Sinan Ceran, Diyanet'in "Hadislerle İslam" kitabından hadisler okudu. Ardından Kur'an'dan çeşitli ayetleri bu konuyla ilgili olanları dile getirdi. Ahzab suresini tamamen okuyarak bunun bütüncül olarak salvele konusunu anlamamızda daha iyi olacağını söyledi.
Ahzab 56.ayette Allah ve meleklerin peygamber üzerinde titrediğini, desteklediğini görebiliriz. Salatın zaten yardım ve destek anlamlarda kullanıldığını Allah ve meleklerin de bu manada da peygambere salat ettiğini söyleyebiliriz.
Müslüman, dünyada Resulullah'ın getirdiklerini iyi anlar, destekler ve bizzat yaşantısına geçirirse Rabbimiz de ahirette bizi melekleriyle destekleyecektir. Hatta cennetin kapısında melekler saygıyla bu kullarını karşılarlar.
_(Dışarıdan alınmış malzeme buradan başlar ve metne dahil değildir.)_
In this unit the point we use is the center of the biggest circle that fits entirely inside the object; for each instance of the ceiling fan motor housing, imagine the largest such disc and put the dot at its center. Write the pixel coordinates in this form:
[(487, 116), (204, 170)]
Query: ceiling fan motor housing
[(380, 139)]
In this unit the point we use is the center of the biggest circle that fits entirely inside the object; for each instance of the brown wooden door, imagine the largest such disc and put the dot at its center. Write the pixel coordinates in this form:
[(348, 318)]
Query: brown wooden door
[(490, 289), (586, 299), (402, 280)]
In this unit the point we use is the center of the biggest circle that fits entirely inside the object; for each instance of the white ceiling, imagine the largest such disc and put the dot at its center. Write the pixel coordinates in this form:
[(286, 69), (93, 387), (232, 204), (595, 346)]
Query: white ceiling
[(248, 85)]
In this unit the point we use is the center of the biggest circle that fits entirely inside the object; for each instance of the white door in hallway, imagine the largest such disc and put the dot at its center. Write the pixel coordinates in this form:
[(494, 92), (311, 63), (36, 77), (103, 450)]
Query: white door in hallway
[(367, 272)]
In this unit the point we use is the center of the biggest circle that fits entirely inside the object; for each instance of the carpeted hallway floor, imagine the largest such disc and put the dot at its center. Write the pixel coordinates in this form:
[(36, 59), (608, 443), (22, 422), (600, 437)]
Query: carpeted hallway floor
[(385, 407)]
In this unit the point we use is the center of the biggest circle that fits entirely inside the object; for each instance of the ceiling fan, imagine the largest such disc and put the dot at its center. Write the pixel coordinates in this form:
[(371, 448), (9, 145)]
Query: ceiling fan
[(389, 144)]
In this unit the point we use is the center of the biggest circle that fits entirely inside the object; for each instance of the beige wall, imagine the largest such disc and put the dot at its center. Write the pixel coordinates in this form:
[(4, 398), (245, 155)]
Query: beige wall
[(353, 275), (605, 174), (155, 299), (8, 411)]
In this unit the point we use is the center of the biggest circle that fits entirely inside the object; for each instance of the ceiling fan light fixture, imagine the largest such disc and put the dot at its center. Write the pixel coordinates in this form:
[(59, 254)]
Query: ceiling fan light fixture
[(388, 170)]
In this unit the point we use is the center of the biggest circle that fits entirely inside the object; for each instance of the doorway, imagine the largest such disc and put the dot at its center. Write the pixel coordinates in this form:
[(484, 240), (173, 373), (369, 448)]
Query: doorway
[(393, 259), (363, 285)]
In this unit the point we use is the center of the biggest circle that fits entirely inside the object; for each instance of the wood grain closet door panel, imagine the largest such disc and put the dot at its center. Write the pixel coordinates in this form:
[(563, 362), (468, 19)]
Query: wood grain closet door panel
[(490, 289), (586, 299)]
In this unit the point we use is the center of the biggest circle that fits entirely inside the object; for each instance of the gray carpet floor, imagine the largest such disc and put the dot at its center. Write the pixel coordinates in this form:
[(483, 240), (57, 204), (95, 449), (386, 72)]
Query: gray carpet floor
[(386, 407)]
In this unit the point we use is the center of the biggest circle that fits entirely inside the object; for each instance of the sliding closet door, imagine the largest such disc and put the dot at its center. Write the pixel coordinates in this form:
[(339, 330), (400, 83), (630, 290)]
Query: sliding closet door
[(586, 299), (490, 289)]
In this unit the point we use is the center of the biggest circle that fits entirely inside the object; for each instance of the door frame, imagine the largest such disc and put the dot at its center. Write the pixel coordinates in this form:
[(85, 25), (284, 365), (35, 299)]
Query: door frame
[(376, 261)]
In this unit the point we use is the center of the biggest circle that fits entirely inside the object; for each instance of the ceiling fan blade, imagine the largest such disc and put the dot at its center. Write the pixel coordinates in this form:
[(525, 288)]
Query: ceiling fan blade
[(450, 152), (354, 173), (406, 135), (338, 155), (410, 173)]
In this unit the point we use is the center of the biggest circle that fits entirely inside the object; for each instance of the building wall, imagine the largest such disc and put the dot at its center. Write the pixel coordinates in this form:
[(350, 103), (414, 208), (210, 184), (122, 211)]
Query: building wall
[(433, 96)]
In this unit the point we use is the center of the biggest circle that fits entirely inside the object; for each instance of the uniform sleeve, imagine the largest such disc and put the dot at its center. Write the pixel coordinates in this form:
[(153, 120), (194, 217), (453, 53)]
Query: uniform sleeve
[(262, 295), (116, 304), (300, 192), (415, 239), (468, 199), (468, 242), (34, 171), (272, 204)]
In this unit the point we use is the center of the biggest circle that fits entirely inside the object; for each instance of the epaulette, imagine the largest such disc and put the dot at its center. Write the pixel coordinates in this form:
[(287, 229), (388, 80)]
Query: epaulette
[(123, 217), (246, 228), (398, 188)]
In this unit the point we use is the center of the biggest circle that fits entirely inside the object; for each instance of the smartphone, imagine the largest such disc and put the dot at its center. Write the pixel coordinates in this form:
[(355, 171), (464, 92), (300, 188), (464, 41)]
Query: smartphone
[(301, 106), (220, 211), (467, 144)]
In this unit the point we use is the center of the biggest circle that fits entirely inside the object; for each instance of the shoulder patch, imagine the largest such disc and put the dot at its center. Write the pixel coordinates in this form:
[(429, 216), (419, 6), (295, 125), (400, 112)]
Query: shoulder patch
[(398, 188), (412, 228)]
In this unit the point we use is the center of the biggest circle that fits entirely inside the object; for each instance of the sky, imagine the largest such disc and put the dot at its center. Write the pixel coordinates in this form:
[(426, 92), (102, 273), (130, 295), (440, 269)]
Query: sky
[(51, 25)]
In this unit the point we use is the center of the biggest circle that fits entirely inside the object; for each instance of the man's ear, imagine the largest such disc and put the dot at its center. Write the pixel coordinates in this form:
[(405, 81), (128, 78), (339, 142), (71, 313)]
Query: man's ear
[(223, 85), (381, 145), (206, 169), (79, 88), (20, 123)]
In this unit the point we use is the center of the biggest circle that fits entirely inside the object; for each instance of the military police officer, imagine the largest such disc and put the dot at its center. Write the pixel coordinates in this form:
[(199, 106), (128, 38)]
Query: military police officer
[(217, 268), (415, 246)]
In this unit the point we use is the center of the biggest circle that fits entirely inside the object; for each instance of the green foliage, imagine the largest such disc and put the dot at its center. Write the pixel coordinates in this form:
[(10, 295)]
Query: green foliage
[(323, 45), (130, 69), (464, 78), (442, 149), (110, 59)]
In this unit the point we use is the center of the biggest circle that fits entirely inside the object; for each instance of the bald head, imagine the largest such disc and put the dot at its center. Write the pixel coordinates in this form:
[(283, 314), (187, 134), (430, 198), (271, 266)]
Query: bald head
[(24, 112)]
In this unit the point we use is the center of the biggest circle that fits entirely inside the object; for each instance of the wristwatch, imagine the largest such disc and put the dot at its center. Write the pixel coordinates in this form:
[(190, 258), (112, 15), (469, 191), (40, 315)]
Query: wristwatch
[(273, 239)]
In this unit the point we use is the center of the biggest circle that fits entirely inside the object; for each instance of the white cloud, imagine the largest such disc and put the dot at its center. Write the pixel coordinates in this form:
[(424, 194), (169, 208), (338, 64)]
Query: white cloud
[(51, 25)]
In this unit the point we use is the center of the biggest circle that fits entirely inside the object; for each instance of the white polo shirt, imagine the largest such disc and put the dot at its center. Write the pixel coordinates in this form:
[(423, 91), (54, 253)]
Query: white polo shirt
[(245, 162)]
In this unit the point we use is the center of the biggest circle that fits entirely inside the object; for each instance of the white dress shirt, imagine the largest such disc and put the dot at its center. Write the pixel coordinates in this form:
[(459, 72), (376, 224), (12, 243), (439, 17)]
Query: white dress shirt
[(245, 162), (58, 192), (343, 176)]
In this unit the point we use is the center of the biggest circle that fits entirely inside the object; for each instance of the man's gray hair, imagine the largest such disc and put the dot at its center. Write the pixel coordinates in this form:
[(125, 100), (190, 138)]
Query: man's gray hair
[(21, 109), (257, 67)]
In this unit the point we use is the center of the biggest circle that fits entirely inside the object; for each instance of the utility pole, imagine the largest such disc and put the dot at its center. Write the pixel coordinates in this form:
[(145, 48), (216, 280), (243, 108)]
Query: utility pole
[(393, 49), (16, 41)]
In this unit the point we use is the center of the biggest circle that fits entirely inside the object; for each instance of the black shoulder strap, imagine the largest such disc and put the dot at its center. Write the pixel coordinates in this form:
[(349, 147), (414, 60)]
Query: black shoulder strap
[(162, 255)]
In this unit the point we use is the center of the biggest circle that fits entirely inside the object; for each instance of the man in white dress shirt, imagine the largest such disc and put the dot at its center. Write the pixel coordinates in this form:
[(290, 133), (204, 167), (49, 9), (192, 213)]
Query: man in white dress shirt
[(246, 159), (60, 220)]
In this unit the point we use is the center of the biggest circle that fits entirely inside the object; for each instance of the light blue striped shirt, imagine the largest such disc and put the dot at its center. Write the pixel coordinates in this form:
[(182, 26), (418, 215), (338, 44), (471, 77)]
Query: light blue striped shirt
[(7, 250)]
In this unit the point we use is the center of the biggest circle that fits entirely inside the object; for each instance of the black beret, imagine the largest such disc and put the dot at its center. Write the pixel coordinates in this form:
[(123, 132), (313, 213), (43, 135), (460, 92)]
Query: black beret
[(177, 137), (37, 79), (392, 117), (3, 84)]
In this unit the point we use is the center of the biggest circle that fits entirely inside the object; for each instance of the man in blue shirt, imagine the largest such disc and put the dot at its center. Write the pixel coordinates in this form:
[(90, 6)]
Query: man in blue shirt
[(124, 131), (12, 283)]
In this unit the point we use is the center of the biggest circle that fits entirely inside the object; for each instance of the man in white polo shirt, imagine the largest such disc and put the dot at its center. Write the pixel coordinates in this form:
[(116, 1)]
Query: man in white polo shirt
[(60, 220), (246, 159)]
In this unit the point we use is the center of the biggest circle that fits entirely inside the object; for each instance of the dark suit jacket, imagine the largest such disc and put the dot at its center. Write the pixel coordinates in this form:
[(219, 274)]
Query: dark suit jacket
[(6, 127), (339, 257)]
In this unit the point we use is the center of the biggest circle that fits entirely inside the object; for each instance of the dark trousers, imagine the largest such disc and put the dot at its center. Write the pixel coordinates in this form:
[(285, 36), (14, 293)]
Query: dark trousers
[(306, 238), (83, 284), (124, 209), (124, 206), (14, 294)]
Salat ve selamın somut hali peygamberi her yönüyle desteklemektir. Ama bu destekleme peygamberi incitmemekten tutun evine izinsiz girmemeye ve ona dil uzatmamaya kadarına dayanır çünkü sahabe Resulullah'a böyle salat ediyordu.
Salat; selamlama, iltifat ve yüceltme anlamlarında da kullanılmaktadır. Allah'ın salatı aynen şudur: "Allah'ın eli mü'minlerin eli üzerindedir." ayetidir. Peygamberi sadece sözle salat etmek yanlış, kusurlu ve ayıplanacak bir şey değildir. Bu sadece eksik bir şey olur. Aynı şekilde salat sadece kuru kuruya desteklemek de değildir. Biz peygamberin mücadelesini, yaptıklarını ve bize bıraktığı her şeyi salat ederiz.
Ahzab 43 ve 44.ayetlerde salatın Allah'a, meleklere, peygambere ve başka kimselere yapılacağını söyler. Ama buradaki çıtaya dikkat etmeliyiz. Bunu yaparken Allah'a yapılan saygıyı, salatı ve selamı aynen peygambere yapamayız/yapmamalıyız. Burada yanlış anlaşılma olmasın. Bazılarının dediği gibi Muhammed de (postacı değildir peygamber) demeyiz/dememeliyiz. Evvela o bizim rehberimiz, liderimiz ve kandilimizdir. Mesela bizler mutlak anlamda sadece Allah'a "Efendimiz" deriz/demeliyiz. Burada aynı hitabı peygamber için kullanmayız. Çünkü bizim tek olan Rabbimiz "Efendimiz"dir. Resulullah ise bizim için Allah'ın elçisidir, bize yol gösteren en iyi örnek alınacak liderimizdir.
Ceran, nasıl ki Allah'ın sadece tekbir getirerek hatırlanamayacağı gibi peygambere de sadece sözle salavat getirerek onu hatırlamak ve desteklemek değildir. Tekbir Allah'ın büyüklüğünü hayatın her alanında gözeterek bizzat bunu Allah'ın istediği bir hayat yaşamaktır. Peygambere salavat da onu iyi anlayıp ve örnekliğini hayatımızın her alanında kabul etmektir. Resulullah'ın getirdiği şeriatı desteklemektir ve onun modelini bizzat uygulamaktır.
Ceran,"Salvele/Salavat" konusundaki soru ve cevapları da değerlendirdikten sonra dersi bitirdi.